Saturnino Martín Cerezo (11 February 1866 – 2 December 1945) was a Spanish military officer. Martín Cerezo was best known for his commanding of Spanish defenders during the Siege of Baler.

== Biography ==
Martín Cerezo joined the Spanish army at a young age. During the Philippine War of Independence, he served as an officer with the Spanish army garrisoning the islands, then a Spanish imperial possession. In 1898, with the war going badly for the Spanish, Martín Cerezo's unit was assigned to the town of Baler. In June 1898, Cerezo's unit was ambushed by Philippine guerillas—Cerezo's commanding officer, Juan Alonso Zayas, was seriously wounded, and the Spanish were soon besieged in a church in Baler.
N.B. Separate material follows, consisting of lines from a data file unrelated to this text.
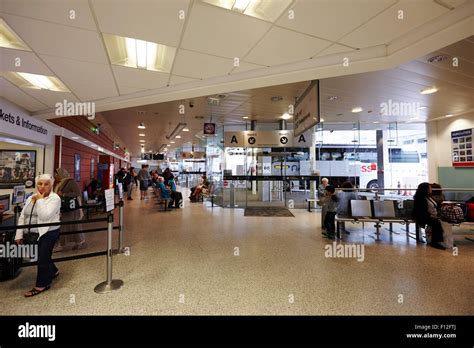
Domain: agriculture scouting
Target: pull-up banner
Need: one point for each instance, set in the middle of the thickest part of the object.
(280, 138)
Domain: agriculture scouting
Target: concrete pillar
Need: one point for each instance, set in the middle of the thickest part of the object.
(380, 159)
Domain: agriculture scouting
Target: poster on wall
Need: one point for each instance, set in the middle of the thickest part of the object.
(17, 167)
(461, 147)
(77, 167)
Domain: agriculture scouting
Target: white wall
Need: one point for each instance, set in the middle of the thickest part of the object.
(439, 141)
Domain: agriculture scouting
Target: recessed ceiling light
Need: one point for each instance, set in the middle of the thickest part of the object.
(140, 54)
(27, 80)
(429, 90)
(263, 9)
(9, 39)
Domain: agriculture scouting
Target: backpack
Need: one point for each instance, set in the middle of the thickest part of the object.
(452, 213)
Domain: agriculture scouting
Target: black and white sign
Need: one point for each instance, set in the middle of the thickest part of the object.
(278, 138)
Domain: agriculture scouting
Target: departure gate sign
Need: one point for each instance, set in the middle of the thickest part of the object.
(280, 138)
(461, 145)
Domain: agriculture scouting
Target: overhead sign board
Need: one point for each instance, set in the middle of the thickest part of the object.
(279, 138)
(307, 110)
(16, 122)
(461, 145)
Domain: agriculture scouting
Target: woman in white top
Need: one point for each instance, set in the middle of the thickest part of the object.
(42, 207)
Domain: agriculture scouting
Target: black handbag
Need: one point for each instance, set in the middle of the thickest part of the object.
(31, 237)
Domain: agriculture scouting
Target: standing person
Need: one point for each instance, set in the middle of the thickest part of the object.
(329, 201)
(42, 207)
(322, 193)
(132, 182)
(143, 177)
(425, 213)
(67, 189)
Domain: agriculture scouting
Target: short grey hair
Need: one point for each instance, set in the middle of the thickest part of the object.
(44, 177)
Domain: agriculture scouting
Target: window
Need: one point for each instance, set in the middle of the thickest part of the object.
(397, 155)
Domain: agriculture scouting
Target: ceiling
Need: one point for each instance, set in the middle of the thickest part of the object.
(368, 90)
(307, 45)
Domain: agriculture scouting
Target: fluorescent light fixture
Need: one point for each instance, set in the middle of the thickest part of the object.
(139, 54)
(263, 9)
(9, 39)
(176, 131)
(27, 80)
(429, 90)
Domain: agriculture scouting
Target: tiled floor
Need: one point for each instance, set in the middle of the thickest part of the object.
(186, 261)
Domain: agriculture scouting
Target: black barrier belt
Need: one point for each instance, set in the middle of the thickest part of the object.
(270, 177)
(68, 258)
(14, 227)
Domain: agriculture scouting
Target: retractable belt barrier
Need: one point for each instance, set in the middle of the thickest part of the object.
(110, 284)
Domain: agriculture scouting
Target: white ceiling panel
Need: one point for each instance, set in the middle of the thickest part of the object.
(387, 26)
(244, 66)
(334, 49)
(176, 80)
(151, 20)
(89, 81)
(222, 32)
(316, 17)
(75, 13)
(282, 46)
(128, 90)
(139, 78)
(28, 62)
(200, 66)
(50, 98)
(20, 98)
(59, 40)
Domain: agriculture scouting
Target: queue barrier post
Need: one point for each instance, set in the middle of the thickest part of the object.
(110, 284)
(121, 248)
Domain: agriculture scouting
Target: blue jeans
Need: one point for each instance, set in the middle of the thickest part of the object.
(46, 267)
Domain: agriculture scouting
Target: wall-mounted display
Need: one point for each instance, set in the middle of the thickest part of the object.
(461, 141)
(17, 167)
(77, 167)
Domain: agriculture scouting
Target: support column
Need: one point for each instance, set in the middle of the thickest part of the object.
(380, 160)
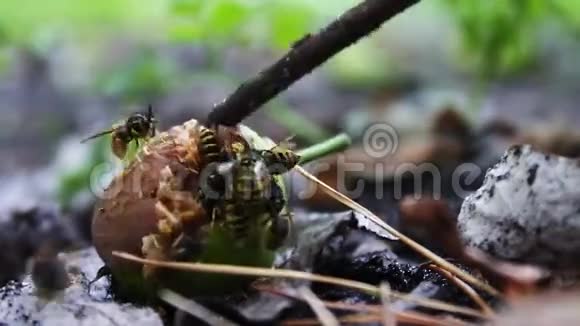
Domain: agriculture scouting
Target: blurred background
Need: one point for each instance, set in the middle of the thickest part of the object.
(486, 73)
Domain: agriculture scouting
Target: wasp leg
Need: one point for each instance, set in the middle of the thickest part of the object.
(102, 272)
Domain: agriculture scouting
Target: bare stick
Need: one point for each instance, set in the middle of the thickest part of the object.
(305, 55)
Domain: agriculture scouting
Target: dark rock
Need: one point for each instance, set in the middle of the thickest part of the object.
(20, 305)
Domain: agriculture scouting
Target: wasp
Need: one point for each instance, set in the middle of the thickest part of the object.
(280, 159)
(209, 146)
(251, 201)
(137, 126)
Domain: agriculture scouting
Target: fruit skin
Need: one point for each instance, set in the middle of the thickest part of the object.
(126, 214)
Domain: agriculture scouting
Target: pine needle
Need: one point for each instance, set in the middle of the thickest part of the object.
(324, 315)
(403, 238)
(469, 291)
(292, 274)
(193, 308)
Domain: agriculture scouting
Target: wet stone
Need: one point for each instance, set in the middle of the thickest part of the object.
(527, 210)
(20, 305)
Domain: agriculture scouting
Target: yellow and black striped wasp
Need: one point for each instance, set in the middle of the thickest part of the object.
(241, 193)
(137, 126)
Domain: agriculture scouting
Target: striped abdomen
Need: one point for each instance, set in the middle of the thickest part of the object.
(209, 147)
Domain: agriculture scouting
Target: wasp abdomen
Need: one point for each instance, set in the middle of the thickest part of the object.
(209, 149)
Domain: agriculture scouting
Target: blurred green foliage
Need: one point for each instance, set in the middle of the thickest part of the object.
(24, 21)
(501, 37)
(73, 183)
(141, 78)
(248, 22)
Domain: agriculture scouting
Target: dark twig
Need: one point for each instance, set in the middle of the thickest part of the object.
(304, 56)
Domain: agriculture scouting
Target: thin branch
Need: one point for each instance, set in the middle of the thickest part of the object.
(304, 56)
Martín Cerezo took command of the garrison when Zayas succumbed to his injuries in October. The siege continued until 2 June 1899, when the Spanish garrison was informed of the End of the Spanish-American War and the subsequent end of Spanish rule in the Philippines. Martín Cerezo and the surviving garrison were evacuated to Spain, and their defense of Baler was widely praised in Spain.